Here's how they explain it:
So basically Accuscore took their (super accurate, I'm sure) ratings for each team, figured out who they expected to be favored in each of the 256 NFL regular season games...and then assigned a 100% chance that the favorite would win each game. I'm not sure how exactly that is taking things "down to the last decimal point"; it seems to me that this approach is rounding the win probability for each game to exactly zero decimal points. But hey, details.
This method, as you've probably realized, does not make any sense. If there was a team that had a 55% chance of winning each individual game, any reasonable individual would expect them to go about 9-7; doing it this way would peg them at 16-0. So I'd expect this approach to come up with very extreme projections on both ends of the spectrum. Which is exactly the opposite of what you want for optimal projections, although we're so far from optimal at this point it's not even really worth discussing.

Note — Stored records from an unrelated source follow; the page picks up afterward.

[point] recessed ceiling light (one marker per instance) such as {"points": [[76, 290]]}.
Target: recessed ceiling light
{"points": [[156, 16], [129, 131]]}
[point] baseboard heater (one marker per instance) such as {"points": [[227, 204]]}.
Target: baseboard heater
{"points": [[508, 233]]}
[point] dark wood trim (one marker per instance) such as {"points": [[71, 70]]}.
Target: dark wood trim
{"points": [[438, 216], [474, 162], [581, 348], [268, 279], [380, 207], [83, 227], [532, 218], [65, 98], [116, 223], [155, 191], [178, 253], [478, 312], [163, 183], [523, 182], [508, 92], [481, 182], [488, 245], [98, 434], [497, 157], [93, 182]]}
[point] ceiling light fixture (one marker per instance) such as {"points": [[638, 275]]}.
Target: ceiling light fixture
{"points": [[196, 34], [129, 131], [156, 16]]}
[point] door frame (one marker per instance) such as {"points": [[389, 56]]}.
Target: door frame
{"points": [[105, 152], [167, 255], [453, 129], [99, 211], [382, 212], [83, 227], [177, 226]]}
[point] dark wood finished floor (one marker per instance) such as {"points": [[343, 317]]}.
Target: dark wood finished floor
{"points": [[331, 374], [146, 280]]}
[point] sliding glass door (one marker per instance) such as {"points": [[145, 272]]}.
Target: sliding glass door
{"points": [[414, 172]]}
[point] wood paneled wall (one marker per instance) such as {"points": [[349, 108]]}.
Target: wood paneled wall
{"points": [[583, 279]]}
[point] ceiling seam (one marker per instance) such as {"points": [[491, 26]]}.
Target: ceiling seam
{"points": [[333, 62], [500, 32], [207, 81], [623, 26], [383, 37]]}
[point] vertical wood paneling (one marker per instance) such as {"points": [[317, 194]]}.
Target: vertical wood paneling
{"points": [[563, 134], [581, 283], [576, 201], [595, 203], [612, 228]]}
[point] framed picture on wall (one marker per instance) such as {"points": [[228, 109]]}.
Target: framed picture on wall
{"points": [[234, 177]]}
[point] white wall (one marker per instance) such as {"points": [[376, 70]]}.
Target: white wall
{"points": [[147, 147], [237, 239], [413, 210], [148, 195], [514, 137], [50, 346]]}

Anyway, let's check out the results!
Well, that would certainly be a season for the ages.
The tails are immediately comical (five teams at 2-14 or worse!), but I think the nearly complete lack of teams with middling (normal?) records is even funnier. One team at 8-8. Nobody at 7-9. Or 10-6. Or 5-11.
It'd be one thing if this mess was the product of some random magazine editor who didn't know what "parlay" meant. But a combined effort between "the clear leader in sports betting systems" and a guy who writes about how to manage your bankroll for the WWL? I don't expect much, but that is remarkable.
(Title of post stolen from a tweet by @SkyKalkman on this very subject.)